Natasha Lamb, managing partner, Arjuna Capital said: “Investors are demanding gender pay equity on Wall Street and we have no intention of easing up. This is not just about paying women a fair wage, it’s about transforming an industry that has overlooked and mistreated women for far too long. Women are 20 percent more likely to leave a career in finance than any other industry—that’s bad for business and it’s bad for investors. Equal pay is therefore a critical first step to retain and attract top talent. And despite recent attention to equal pay in the banking world, we know other problems remain entrenched, such as few women on boards and sexual harassment in the workplace.”
In its disclosure Bank of Mellon said: “At BNY Mellon, we are committed to providing equal pay for equal work. We plan to continue our review of pay practices to further this goal and, if necessary, to make adjustments, as appropriate.”
Lamb continued: “Many women in banking are getting long-overdue raises as this campaign rolls through the banking sector. After engaging these companies for over a year, it is clear that progress is being made. Unfortunately, women still hold the majority of lower-paying positions, while men dominate the executive suite. And while current disclosures show improvement based on an adjusted ‘equal pay for equal work’ basis, there is still work to be done to close the ‘median’ pay gaps at these companies. Step one is paying women fairly for the work they are doing now. Step two is moving those women to higher paying positions and reaping the performance benefits that more diverse leadership affords.”

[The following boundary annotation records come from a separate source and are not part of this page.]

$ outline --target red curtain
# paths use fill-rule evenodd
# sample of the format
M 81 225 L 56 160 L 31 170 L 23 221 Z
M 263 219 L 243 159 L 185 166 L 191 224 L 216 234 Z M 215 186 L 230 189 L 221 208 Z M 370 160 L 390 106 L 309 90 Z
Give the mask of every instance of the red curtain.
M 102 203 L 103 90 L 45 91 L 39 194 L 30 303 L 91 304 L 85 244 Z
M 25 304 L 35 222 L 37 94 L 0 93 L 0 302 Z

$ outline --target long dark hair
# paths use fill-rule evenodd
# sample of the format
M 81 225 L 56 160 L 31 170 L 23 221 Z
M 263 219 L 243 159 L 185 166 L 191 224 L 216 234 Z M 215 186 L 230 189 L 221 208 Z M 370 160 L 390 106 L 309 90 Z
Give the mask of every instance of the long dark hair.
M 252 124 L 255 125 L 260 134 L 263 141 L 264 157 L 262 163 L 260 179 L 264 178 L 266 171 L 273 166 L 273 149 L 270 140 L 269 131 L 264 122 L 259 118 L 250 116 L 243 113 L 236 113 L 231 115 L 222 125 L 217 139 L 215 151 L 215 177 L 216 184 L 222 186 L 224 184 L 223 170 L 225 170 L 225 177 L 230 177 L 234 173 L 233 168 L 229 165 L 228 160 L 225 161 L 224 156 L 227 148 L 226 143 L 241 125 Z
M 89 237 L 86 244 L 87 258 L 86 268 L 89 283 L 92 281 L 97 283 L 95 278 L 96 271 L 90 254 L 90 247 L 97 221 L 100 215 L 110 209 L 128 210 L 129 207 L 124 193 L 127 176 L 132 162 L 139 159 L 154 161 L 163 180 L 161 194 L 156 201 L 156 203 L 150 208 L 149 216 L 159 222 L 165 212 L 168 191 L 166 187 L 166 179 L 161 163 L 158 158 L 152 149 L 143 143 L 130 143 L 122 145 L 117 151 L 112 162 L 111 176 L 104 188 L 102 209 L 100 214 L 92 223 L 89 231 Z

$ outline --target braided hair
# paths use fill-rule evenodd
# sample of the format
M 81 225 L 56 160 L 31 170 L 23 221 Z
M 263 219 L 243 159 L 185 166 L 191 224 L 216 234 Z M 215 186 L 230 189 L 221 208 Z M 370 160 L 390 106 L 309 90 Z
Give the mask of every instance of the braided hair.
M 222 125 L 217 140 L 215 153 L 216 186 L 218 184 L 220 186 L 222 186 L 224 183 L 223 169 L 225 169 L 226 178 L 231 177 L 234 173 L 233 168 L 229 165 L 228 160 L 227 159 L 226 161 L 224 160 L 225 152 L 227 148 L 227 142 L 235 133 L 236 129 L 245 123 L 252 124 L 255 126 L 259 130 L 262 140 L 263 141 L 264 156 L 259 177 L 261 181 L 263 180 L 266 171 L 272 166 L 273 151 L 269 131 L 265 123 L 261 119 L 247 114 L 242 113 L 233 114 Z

Today’s step by BNY Mellon is notable for several reasons, including the fact that the historic financial institution – which dates back in part to two of the founders of the United States – handles $1.8 trillion in assets under management and $32.2 trillion in assets under custody as of December 2017.
The Arjuna Capital gender pay shareholder resolution at BNY Mellon is available online at: (http://www.arjuna-capital.com/wp-content/uploads/2018/02/Arjuna_BK-Shareholder-Proposal_Gender-Pay-Equity_2018.pdf). The BNY disclosure letter is available at: (https://www.bnymellon.com/us/en/newsroom/news/company-news/pay-equity-at-bny-mellon.jsp) And the letter withdrawing the resolution at BNY Mellon is available at: (http://www.arjuna-capital.com/wp-content/uploads/2018/02/Arjuna_Bank-of-New-York-Mellon-Withdrawal-Letter_02.05.18.pdf).
In 2015, Arjuna Capital created a model shareholder campaign for addressing gender pay issues in the technology sector. Eight of nine proposals were eventually approved by tech giants to disclose and close their gender pay gaps. Last year, Arjuna shifted its focus to women in finance.
The financial services sector has been under scrutiny for a lack of female representation in senior roles despite the fact women comprise a majority of its employees. In the UK, where employers are required to publish their gender pay gaps by April, banking peers have reported median pay gaps averaging 24 percent.